Master's vs. Doctorate of Mathematical Ecology
Master of Science in Mathematics/Master of Biomathematics
Students interested in studying mathematical ecology can pursue a Master of Science (MS) in Mathematics or a Master of Biomathematics graduate program and focus their electives and/or research in this field. These programs are usually interdisciplinary in nature, but may allow students to pursue more of a mathematical degree while still experiencing lab and field work for the ecology side of the degree. Students pursuing an MS in Mathematics may complete around 30 credits and choose from a thesis, coursework or project option for the culminating experience.
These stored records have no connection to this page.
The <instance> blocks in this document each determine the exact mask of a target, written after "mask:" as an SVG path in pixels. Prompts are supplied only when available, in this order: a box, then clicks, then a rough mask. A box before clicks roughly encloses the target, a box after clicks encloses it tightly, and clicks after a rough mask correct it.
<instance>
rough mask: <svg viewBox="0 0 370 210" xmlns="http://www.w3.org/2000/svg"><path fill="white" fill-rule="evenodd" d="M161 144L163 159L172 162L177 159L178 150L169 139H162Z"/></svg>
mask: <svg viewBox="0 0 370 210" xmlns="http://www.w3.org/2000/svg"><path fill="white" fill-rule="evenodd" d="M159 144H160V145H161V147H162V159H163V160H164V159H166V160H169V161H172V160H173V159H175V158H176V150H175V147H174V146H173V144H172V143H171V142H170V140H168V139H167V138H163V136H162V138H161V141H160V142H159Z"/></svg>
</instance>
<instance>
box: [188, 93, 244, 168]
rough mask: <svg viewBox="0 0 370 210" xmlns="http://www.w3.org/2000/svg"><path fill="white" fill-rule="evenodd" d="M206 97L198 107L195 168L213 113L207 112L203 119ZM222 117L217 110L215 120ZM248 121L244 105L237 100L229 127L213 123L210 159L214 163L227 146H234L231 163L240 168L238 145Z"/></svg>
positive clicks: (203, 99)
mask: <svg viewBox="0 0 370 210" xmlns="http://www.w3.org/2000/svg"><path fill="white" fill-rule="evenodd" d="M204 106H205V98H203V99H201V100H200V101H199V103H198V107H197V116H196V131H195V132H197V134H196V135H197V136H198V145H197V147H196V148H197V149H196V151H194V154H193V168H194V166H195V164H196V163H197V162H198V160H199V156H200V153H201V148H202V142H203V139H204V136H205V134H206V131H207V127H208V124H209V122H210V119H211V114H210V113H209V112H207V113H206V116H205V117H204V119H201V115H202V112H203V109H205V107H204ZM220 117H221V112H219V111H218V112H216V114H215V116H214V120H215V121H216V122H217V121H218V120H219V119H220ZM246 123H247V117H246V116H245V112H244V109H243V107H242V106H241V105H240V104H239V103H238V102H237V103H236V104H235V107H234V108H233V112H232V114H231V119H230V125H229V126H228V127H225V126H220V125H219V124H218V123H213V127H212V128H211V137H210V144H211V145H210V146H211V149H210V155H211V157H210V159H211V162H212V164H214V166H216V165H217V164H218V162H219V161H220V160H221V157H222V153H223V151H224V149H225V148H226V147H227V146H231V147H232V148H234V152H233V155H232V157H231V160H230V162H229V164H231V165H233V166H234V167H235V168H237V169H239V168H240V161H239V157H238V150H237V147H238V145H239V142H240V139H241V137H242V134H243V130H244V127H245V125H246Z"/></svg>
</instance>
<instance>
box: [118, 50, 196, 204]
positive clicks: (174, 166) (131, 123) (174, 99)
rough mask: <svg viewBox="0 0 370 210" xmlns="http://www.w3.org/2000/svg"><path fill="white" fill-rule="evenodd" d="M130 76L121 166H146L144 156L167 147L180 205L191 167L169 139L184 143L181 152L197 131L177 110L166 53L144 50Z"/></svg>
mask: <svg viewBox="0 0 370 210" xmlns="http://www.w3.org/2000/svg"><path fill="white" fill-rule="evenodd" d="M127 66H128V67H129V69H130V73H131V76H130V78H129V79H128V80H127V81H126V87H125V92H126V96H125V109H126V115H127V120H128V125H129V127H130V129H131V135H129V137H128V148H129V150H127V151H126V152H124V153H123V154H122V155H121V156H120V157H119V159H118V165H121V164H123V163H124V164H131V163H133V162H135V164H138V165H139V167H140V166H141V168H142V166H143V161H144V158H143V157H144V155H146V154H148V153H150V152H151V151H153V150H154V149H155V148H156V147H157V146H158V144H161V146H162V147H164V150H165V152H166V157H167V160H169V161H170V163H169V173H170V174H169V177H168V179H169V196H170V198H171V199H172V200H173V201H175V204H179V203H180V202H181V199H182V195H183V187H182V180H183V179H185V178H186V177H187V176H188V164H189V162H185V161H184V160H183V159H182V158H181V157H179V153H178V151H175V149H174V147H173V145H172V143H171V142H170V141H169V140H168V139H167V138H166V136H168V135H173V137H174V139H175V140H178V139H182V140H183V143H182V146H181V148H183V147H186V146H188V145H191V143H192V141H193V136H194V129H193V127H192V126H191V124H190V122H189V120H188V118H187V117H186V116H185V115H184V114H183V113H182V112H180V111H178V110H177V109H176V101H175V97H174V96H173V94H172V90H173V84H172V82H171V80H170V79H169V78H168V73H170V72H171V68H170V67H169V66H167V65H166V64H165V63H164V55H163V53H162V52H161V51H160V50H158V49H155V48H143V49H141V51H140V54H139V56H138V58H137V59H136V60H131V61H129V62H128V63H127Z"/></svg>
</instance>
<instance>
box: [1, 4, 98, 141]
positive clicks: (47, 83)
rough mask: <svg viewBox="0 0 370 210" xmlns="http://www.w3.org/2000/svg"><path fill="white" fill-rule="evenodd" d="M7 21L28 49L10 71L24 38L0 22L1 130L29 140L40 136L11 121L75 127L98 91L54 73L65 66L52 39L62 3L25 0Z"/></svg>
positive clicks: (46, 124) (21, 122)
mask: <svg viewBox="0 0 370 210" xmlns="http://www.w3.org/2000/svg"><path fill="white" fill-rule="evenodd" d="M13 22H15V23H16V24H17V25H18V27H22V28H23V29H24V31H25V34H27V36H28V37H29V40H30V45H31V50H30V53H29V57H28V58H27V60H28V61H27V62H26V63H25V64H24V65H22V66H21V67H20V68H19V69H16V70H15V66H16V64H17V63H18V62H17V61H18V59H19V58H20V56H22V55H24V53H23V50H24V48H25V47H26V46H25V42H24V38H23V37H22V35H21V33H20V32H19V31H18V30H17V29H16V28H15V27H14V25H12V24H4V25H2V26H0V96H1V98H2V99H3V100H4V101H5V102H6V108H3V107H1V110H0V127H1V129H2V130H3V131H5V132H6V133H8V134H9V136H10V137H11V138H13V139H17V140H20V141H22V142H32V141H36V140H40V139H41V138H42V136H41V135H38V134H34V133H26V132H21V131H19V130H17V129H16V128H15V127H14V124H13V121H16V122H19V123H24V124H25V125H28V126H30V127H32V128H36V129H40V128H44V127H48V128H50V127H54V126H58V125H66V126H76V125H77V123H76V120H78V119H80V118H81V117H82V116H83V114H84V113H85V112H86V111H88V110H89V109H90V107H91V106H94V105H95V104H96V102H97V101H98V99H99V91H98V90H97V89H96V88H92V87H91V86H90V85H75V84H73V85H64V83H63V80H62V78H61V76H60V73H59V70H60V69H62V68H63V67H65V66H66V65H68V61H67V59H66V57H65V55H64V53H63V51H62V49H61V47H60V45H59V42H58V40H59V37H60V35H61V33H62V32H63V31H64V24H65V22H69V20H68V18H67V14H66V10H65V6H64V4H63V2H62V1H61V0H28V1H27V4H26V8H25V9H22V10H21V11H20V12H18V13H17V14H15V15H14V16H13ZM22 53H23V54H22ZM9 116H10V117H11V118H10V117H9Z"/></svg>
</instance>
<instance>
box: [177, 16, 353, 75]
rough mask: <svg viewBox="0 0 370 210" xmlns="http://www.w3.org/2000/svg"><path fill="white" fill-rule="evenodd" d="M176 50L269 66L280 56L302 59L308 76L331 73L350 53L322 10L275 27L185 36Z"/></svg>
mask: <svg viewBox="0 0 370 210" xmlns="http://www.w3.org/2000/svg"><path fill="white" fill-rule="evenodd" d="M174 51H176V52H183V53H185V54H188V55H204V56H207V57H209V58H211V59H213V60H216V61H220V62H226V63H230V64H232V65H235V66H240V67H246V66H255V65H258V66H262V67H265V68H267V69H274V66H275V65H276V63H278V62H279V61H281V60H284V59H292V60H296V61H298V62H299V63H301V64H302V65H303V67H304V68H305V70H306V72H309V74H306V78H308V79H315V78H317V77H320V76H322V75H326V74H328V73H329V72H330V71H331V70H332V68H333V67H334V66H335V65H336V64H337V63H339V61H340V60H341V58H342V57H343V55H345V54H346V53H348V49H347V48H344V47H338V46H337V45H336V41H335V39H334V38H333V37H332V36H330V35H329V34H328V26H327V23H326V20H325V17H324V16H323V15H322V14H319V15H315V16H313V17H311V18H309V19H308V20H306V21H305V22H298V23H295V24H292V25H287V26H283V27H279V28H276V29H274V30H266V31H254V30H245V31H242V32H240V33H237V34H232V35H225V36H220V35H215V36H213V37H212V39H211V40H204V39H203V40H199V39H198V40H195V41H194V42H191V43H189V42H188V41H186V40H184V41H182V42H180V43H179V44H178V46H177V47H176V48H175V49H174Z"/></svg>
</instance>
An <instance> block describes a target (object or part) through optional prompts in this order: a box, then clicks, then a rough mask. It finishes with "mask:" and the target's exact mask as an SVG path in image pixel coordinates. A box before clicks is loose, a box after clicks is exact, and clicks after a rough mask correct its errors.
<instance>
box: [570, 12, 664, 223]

Coursework for these programs may cover topics in modeling biological systems, biomathematics and ecology. Graduates of these degree programs may work math- or biology-focused careers in the government, industry or academia.
Doctor of Philosophy in Mathematical Ecology/Biomathematics
At the doctoral level, students can pursue a Doctor of Philosophy (PhD) in Mathematics or Applied Mathematics with a concentration in mathematical ecology/biology or a PhD in Biomathematics. Research for these degree programs can include a wide range of biological topics, such as conservation biology, population genetics and ecology, wildlife management, evolution and more, while applying various areas of mathematics, like statistics and scientific computing. Students in these degree programs are usually required to complete seminars, comprehensive exams and a dissertation for graduation. These programs are usually flexible to allow students to pursue coursework in various areas of interest, but students may take courses in analysis, computational mathematics, stochastics, biomathematics, differential equations and mathematical ecology. Graduates of doctoral programs may work advanced teaching and/or research positions in biology, statistics or mathematics departments on college campuses or for the government and/or work as consultants.
Common Entrance Requirements
Applicants to graduate degree programs in the field of mathematical ecology must have at least a bachelor's degree and some programs may prefer the degree to be in mathematics, engineering, a natural science or another related field. Typically, programs like to see that students have advanced knowledge in mathematics and/or biology and competitive applicants may have had coursework in areas like biology, calculus and algebra. Most of these programs do require the GRE and some may have a minimum GPA requirement, usually around a 3.0. Students usually need to include their transcripts, letters of recommendation and a personal statement or statement of interest with their application. Some programs, usually at the doctoral level, may also like to see a student's resume.
Students can pursue a Master, MS or PhD in Biomathematics or Mathematics with a focus in mathematical ecology. Graduates of these programs can work in similar careers, but doctoral programs are usually longer, require a dissertation and prepare students for more advanced positions.